Every seller wants to realize as much money as possible when selling his or her home. The natural inclination is to price the home a little higher, thinking you can always come down in the future.
But listing your home in London Ontario price that is too high frequently nets the seller LESS money than an original price at market value. Why is this? Because, when most people looking for homes in your price range, they will reject your home in favour of other homes in a reasonable price range.
Buyers know prices, they may have already been in 6-10 homes, they can compare and in the long run, the buyer will decide if your home is priced right! No offers on your house after 30 days, what do you think the reason was?
So you price your home high, thinking you can come down. Problem is, the agent and buyer community don’t look at it that way. They see it as an overpriced property. After a few months go by, a few open houses, signs, agent tour s and not a nibble.
Finally, in order to attract attention back to your home, you’ve reduced your home price more than you ever thought you would, and you’re now netting much less than if you had priced it correctly in the beginning.
And think about this: The money you lost is not just the lower sales price, but all the extra interest you paid on your mortgage…all the extra property taxes and other carrying costs that accrue while your home is waiting to sell. I’ve seen it happen time and again!
I call it chasing the market or to be subtle, like falling off a cliff in the night, you know you are going to hit the bottom but you don’t know when!
Real Estate Fact: The Seller Is Solely Responsible For How Much, and How Quickly Their Home Sells!
Overpricing almost always increases time to sell, and adds to your carrying costs.
The most common mistakes sellers make when choosing a price.
- Not choosing the right price when a property is first listed. In other words, thinking “We can always come down”.
- Putting the property on the market at an unrealistic price. A property must be priced on a comparative basis to the other properties which are similar. (I should add, everyone thinks their home is different but buyers and their agent doesn’t think so.)

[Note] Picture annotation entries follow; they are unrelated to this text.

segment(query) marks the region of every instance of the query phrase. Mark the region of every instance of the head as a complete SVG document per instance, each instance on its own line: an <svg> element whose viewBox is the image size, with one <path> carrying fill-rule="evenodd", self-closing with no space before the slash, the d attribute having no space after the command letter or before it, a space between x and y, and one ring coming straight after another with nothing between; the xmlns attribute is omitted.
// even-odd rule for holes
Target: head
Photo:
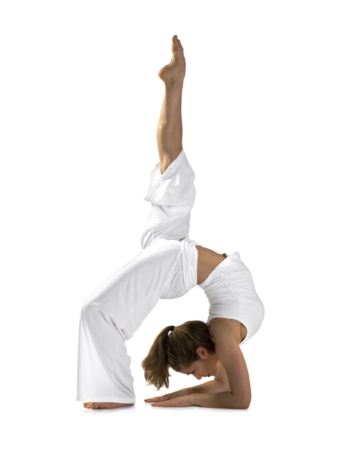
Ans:
<svg viewBox="0 0 342 467"><path fill-rule="evenodd" d="M165 327L156 337L141 366L147 385L168 389L169 368L197 379L214 376L218 359L206 324L187 321L180 326Z"/></svg>

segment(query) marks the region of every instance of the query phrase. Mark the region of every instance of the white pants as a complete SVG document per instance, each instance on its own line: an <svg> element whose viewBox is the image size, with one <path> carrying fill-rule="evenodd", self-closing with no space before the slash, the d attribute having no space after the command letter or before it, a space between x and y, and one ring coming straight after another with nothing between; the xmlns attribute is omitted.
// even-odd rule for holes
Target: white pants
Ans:
<svg viewBox="0 0 342 467"><path fill-rule="evenodd" d="M82 402L135 402L124 342L160 298L181 297L197 283L197 250L189 240L195 174L182 149L161 174L151 171L145 199L151 211L142 250L85 300L80 320L77 396Z"/></svg>

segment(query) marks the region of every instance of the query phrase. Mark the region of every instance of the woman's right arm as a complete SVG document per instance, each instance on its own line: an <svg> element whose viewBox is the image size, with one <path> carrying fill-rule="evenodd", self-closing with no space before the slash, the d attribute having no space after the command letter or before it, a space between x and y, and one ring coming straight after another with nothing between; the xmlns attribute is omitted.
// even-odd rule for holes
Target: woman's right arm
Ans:
<svg viewBox="0 0 342 467"><path fill-rule="evenodd" d="M224 392L230 391L229 383L227 377L226 370L221 363L218 364L218 369L217 374L213 380L207 381L202 384L191 388L184 388L180 389L175 392L171 392L164 396L159 396L156 397L151 397L150 399L144 399L145 402L161 402L162 401L167 401L169 399L174 399L175 397L180 397L182 396L189 396L189 394L196 394L200 393L209 394L213 392Z"/></svg>

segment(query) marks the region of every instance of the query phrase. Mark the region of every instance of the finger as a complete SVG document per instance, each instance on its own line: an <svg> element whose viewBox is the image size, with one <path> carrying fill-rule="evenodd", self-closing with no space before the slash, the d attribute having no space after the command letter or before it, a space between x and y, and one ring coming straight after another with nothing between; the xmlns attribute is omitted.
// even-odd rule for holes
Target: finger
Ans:
<svg viewBox="0 0 342 467"><path fill-rule="evenodd" d="M144 399L145 402L161 402L167 399L167 396L159 396L157 397L150 397L149 399Z"/></svg>

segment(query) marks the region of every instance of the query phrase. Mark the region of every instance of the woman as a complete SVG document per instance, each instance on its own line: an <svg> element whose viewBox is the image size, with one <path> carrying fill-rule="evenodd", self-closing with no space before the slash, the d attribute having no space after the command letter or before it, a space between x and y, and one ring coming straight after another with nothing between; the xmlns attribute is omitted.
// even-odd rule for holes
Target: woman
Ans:
<svg viewBox="0 0 342 467"><path fill-rule="evenodd" d="M249 405L249 380L240 346L260 327L263 306L237 252L219 254L188 236L196 192L195 174L182 145L185 74L183 48L175 35L171 62L159 73L165 85L157 132L160 162L151 171L144 198L151 209L142 251L94 290L82 308L77 400L87 408L134 403L125 340L160 298L181 297L197 283L210 303L207 324L188 321L165 328L142 365L148 383L158 389L168 387L169 367L198 379L214 379L146 402L161 407Z"/></svg>

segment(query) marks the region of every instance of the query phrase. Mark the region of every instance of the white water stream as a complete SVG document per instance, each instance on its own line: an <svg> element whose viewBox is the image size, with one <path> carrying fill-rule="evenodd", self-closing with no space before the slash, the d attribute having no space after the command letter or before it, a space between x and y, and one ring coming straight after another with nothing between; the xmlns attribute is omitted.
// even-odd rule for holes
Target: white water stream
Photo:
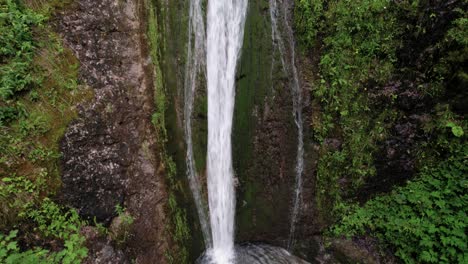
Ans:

- Not relating marketing time to price. Generally, the quicker you want to sell, the less you should be willing to take.
- Thinking that buyers aren’t comparing your home, on a dollar-for-dollar basis, with every other home on the market
Some of the ‘talks’ I have with my clients cover the following:
- How to set the asking price to maximize exposure and a profitable sale.
- How do you really define and compare market value between homes?
- How the total market performance may affect your home sale – positive or negative.
- How to handle buyers during any showing to help yield the highest price.
Once you understand these important issues, you’ll know how to price and sell your home for the fastest, most profitable sale.
Also, with this information, you’ll never pay too much for any home you buy for the rest of your life.